At that same moment I recalled the true owner of the Parker pen. I jump to my feet and shout, Toby!
‘Toby, we’ve found him. ‘He found us actually. But I don’t think we’ll ever see him. He says all his cannibal tribesmen have died.’
‘How come, Saba?’
‘Old age, perhaps. Maybe COVID 19.’
‘Saba, I saw on the National Geographic Channel there’s an etiquette among cannibals. At times of famine – that means there’s no humans to eat – the elders offer themselves to be eaten by the youngers. Until there are only two left.’
‘Well, Toby, Mister Jones wrote he thinks he’ll die soon.’
Toby grabs the letter and peers at it hard. He shakes his head. ‘I can’t read this spidery writing, Saba. Mister Jones can’t die! We have to contact him.’
‘Toby, darling. Everyone dies. Old people understand they can die at any time. Old people reach an age when they know they have lived their life and their time is near to leave it. Often the person who dies is not sad; as death comes closer it’s the people who love the old person who feel frightened. And afterwards they feel sadness and emptiness.’
‘But Saba, not Mister Jones. Not yet. What about grace?’
The boy throws his arms around me and holds me hard. Who is he comforting – me, or himself?
‘Toby, you’ve put your finger on my question. Grace is my problem, not Mr Jones’. He’s at peace. I’m the one with unfinished business. Somehow Noel Henry Jones, that kind and gentle man, seems to remember me kindly. He says he had a daughter, Amelia Bodelia; he never had a boy, but I was like a son! He doesn’t even mention my pen pinching. I don’t know whether he ever forgave that. And now I’m afraid I’ll never know.’

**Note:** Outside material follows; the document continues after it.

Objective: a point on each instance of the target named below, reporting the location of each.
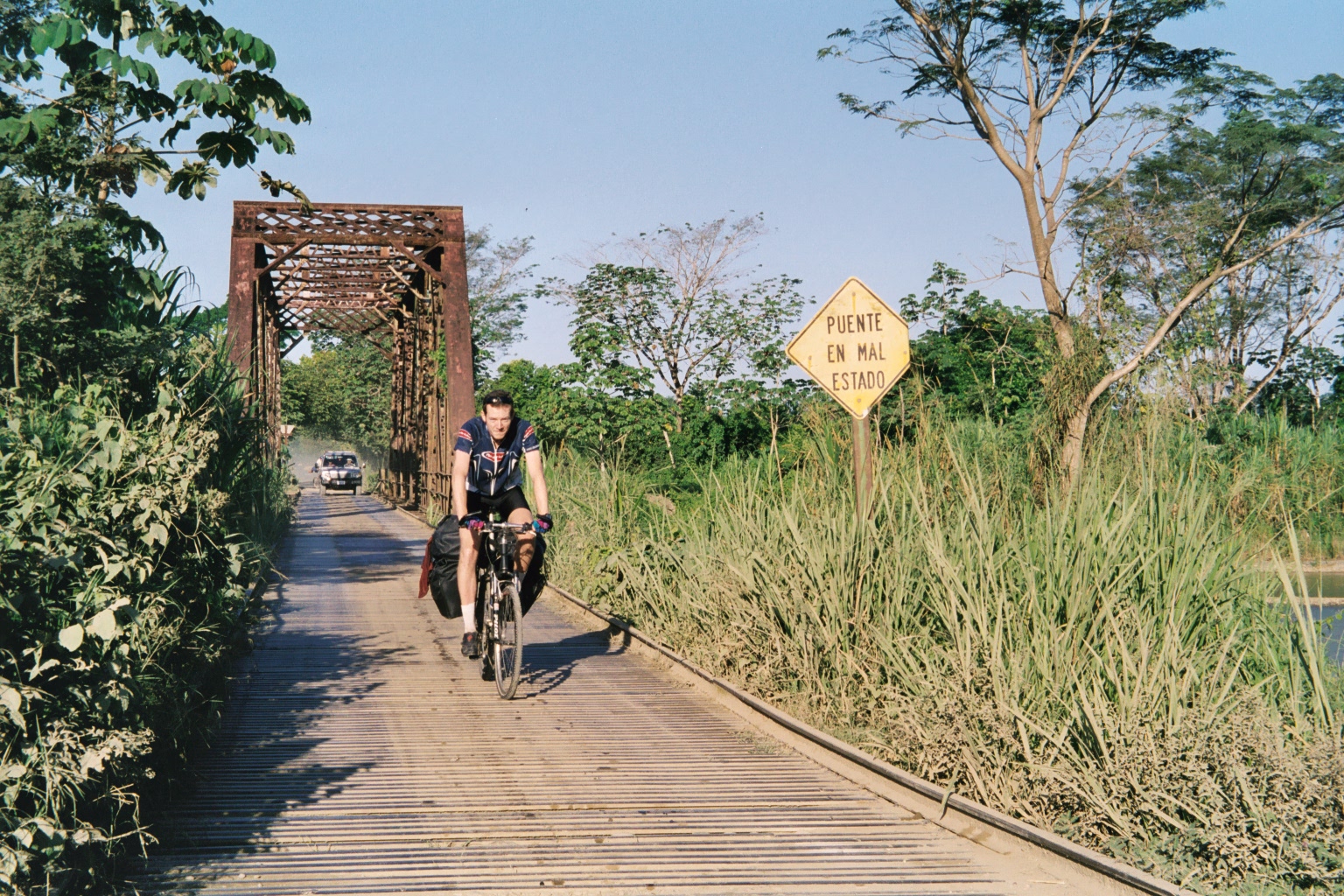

Time passes. COVID crowds our days, curfew squeezes our nights, danger lurks, darkness reigns. In my dreams I walk from Number 10 Wade Avenue in Leeton, past the Fire Brigade, past the Library, past Major Dooley Park. My legs take me around a corner and there, before me is Leeton Public Primary School. Night after night the streets of Leeton open before me, I walk towards the school but before I arrive, I awaken. The school is there, waiting. Time after time Mr Jones’ classroom stands open before me, but I never enter.
Weeks later, the sun appears. One morning Toby and I return in sunlight from an early morning run. I open my emails, hoping for news. Nothing. Just a message from Australia Post to expect some delivery. Probably the masks that I ordered.
A knock at the door. Toby answers and brings in a very small package, too small for the masks we’re waiting for. I’m curious. Toby says he wants to open the package. I let him. This is what we see:

I take the pen in my hand. Through tears I read the words engraved there: Noel Henry Jones.